Someone may become an administrator of an estate if a friend or family member dies without a will. The person may have to ask a probate court for permission to serve as estate administrator, and an appointment or application for appointment may be challenged by others who have a relationship to the deceased. The court will decide on the administrator of an estate, taking into consideration the relationship of the administrator to the deceased as well as evidence of the administrator's ability to carry out the duties required of him. As the estate administrator has access to the financial accounts of the deceased, local law may require that the administrator put up a bond that guarantees the integrity of the estate. The administrator of an estate usually must complete extensive documentation of his activities, proving to the court, heirs, and any creditors that he is performing his duties properly and in accordance with the law.

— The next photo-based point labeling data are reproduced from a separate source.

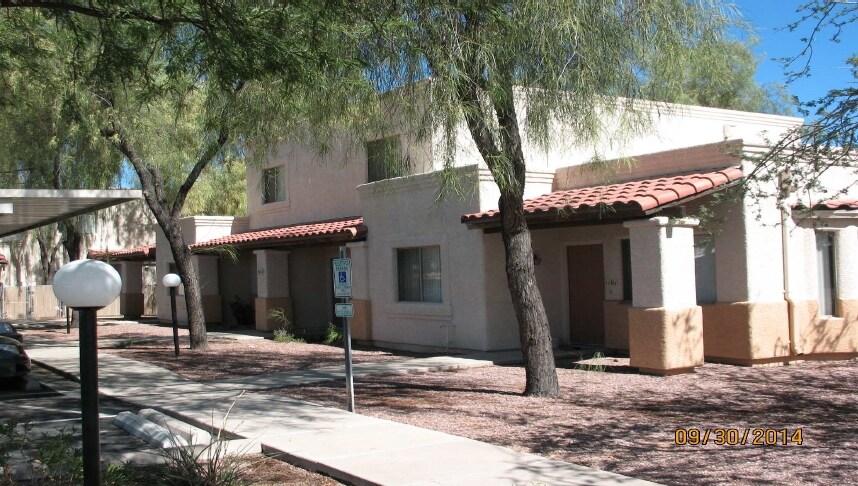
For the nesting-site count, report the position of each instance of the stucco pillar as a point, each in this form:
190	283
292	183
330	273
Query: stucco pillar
207	275
272	288
131	295
665	322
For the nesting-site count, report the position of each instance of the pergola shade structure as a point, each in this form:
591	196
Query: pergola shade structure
26	209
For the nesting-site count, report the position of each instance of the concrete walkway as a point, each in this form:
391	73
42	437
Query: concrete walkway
350	447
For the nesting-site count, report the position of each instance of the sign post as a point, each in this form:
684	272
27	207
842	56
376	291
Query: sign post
343	290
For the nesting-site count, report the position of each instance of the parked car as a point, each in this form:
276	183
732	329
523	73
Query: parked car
14	362
8	330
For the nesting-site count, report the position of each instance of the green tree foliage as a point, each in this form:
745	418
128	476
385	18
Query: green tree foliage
513	72
826	147
724	78
176	86
220	190
48	143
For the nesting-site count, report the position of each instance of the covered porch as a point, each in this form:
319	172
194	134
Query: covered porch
290	273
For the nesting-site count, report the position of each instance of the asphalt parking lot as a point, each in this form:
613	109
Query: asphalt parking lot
56	406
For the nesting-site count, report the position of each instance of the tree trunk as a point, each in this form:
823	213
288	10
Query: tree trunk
193	298
167	216
504	157
533	329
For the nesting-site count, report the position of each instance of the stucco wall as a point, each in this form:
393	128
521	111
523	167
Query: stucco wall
403	213
194	229
321	187
237	281
311	290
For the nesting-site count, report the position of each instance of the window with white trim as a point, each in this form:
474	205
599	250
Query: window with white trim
704	269
826	264
419	274
273	185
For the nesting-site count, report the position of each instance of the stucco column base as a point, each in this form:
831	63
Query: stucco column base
665	341
828	334
212	309
746	333
264	306
361	323
131	305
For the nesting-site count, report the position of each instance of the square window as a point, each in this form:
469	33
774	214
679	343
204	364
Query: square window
273	185
419	274
384	159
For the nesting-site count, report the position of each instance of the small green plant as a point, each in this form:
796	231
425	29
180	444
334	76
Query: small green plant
209	465
333	336
284	336
283	327
592	367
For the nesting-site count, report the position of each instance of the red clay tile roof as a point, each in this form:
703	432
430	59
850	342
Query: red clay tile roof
334	230
145	252
641	195
844	203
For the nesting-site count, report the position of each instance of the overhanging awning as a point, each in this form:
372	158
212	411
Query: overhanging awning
310	233
139	253
614	202
26	209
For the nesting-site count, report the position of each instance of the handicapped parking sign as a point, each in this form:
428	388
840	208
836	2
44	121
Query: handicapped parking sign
342	277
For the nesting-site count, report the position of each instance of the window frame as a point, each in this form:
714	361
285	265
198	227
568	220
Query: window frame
421	277
280	187
827	272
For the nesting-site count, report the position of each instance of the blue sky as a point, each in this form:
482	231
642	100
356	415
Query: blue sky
769	19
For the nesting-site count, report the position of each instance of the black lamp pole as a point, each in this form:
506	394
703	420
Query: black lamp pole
89	396
175	320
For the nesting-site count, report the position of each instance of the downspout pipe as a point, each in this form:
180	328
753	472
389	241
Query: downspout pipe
795	347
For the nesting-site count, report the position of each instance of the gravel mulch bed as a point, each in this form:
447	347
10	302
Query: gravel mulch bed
626	423
225	358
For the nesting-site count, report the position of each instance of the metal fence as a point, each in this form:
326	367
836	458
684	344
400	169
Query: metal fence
39	302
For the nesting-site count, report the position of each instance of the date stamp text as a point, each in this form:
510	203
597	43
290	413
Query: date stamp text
747	436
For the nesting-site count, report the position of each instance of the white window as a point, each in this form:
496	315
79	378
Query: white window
273	185
826	263
704	269
384	159
419	274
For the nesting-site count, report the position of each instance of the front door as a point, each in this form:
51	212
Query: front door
586	294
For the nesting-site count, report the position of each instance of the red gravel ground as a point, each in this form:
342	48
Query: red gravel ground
626	423
225	358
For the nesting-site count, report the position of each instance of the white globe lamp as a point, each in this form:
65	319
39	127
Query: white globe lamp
171	281
87	284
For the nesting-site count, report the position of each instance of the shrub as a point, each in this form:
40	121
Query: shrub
334	335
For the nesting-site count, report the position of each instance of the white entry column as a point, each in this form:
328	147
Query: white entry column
665	322
131	295
208	276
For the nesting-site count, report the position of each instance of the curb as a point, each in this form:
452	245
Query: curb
65	374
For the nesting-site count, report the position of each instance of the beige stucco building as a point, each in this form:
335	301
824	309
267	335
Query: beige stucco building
622	261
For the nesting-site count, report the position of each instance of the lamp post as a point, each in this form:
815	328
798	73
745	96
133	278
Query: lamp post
171	281
86	286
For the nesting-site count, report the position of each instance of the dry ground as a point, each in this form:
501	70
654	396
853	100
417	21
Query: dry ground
626	422
226	358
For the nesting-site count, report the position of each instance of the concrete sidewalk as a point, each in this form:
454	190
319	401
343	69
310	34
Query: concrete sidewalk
350	447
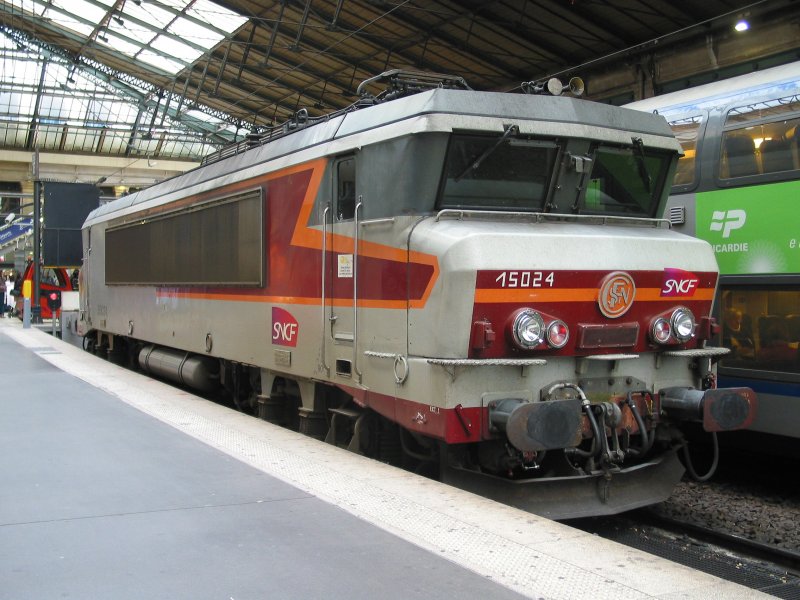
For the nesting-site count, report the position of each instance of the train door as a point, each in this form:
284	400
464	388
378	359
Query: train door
341	260
84	317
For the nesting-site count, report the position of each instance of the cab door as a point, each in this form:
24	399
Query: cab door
342	270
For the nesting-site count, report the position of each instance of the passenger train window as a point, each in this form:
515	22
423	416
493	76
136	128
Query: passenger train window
761	138
345	189
686	131
761	326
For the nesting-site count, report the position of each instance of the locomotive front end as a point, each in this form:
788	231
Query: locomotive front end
567	342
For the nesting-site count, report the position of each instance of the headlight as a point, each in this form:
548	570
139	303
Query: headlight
527	329
660	330
682	324
557	334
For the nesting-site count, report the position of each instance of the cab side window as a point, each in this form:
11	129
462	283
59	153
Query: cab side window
345	188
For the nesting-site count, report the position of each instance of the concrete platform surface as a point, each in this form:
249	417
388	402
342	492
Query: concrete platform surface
101	497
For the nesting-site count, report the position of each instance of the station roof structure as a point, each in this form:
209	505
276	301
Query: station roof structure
177	79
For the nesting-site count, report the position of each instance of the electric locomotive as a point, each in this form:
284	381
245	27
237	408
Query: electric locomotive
471	280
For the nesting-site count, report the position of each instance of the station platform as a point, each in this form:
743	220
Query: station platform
114	485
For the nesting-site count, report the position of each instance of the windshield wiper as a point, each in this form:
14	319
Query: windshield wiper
474	164
638	147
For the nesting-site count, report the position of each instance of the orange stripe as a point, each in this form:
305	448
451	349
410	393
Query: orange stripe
496	296
309	237
345	302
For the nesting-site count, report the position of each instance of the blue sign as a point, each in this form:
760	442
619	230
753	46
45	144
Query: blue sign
16	229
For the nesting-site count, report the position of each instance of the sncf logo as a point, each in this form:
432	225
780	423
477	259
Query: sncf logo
284	327
617	292
678	283
727	220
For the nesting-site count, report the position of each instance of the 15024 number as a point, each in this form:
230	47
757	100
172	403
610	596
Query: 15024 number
525	279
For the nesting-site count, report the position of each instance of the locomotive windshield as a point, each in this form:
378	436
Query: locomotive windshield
625	181
507	173
497	173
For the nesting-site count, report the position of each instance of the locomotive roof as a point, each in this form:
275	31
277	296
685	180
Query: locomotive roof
436	110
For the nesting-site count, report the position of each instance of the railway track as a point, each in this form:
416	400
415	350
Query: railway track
759	565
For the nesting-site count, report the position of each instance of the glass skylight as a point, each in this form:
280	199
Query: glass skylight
167	35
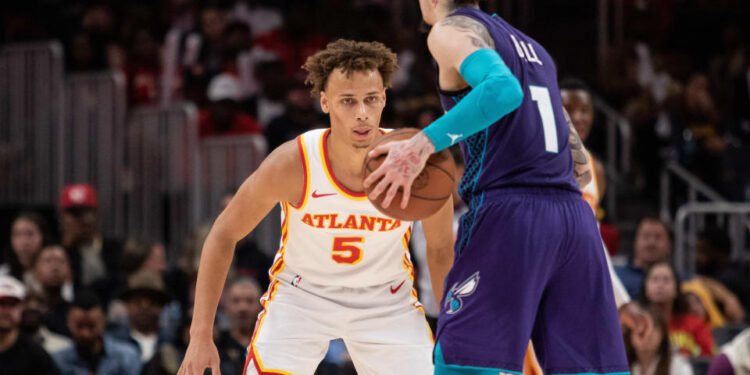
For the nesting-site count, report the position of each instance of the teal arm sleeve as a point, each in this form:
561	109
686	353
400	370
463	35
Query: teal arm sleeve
495	93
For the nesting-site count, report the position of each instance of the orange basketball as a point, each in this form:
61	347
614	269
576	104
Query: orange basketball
430	189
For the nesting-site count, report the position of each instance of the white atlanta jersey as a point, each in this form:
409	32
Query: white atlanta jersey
336	237
343	271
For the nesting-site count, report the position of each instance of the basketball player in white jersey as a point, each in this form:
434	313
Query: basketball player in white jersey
343	269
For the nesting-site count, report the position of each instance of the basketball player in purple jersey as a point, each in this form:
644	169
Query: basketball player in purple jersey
529	261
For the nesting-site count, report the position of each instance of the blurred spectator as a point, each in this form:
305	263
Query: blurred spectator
94	353
688	332
145	298
27	235
83	54
579	102
734	357
52	276
19	355
713	259
242	305
169	356
300	116
94	259
694	130
700	303
141	256
201	53
650	353
271	98
143	68
223	117
260	17
35	308
652	244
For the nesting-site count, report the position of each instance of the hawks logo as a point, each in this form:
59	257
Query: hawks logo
454	299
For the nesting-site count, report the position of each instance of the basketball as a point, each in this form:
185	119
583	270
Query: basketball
430	189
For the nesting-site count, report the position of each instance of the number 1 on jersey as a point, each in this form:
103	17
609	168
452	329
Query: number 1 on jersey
345	253
540	95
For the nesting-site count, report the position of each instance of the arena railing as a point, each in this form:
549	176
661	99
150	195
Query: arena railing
93	141
691	217
225	162
31	120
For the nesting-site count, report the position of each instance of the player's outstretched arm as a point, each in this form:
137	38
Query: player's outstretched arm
438	233
582	165
463	50
279	178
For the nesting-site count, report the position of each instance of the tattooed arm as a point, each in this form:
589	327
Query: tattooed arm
581	161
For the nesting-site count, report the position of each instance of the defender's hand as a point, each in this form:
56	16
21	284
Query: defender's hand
200	354
404	162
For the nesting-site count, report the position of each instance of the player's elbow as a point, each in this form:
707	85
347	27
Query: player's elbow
505	94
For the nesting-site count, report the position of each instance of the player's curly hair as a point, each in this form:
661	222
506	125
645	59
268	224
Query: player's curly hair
350	56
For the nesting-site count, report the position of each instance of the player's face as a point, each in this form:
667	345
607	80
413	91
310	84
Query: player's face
355	104
581	110
661	286
243	305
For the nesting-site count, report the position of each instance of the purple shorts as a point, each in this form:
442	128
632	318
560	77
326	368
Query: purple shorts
530	264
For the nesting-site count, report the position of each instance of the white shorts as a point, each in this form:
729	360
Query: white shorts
383	327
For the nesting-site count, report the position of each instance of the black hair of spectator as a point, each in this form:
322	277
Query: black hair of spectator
680	304
458	156
571	83
86	300
48	247
16	268
718	240
135	252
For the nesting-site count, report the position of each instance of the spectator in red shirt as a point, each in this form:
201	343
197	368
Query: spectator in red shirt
688	332
223	116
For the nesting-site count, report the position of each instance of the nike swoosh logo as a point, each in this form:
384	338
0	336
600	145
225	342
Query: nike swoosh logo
316	195
393	291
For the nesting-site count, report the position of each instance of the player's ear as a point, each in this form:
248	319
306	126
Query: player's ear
324	102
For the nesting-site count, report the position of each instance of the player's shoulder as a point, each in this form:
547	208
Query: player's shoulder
286	159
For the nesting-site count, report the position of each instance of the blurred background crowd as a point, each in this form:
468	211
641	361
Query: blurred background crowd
125	127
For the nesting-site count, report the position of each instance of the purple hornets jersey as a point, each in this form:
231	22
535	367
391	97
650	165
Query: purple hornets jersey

The process for settling an estate will vary by local law, but typically involves, at least in its initial stages, the hiring of an attorney and other professionals, such as an accountant or financial advisor who can advise the administrator on both the law and ways of maximizing the value of the estate. The administrator must then begin a search for assets, debts, and heirs. Once the deceased's assets are located, the administrator can then liquidate assets in order to compensate creditors. After all obligations are paid, including court fees, compensation for any consulting professionals, and the administrator's own fees and costs, the administrator can begin to distribute assets to the deceased's heirs in accordance with the law.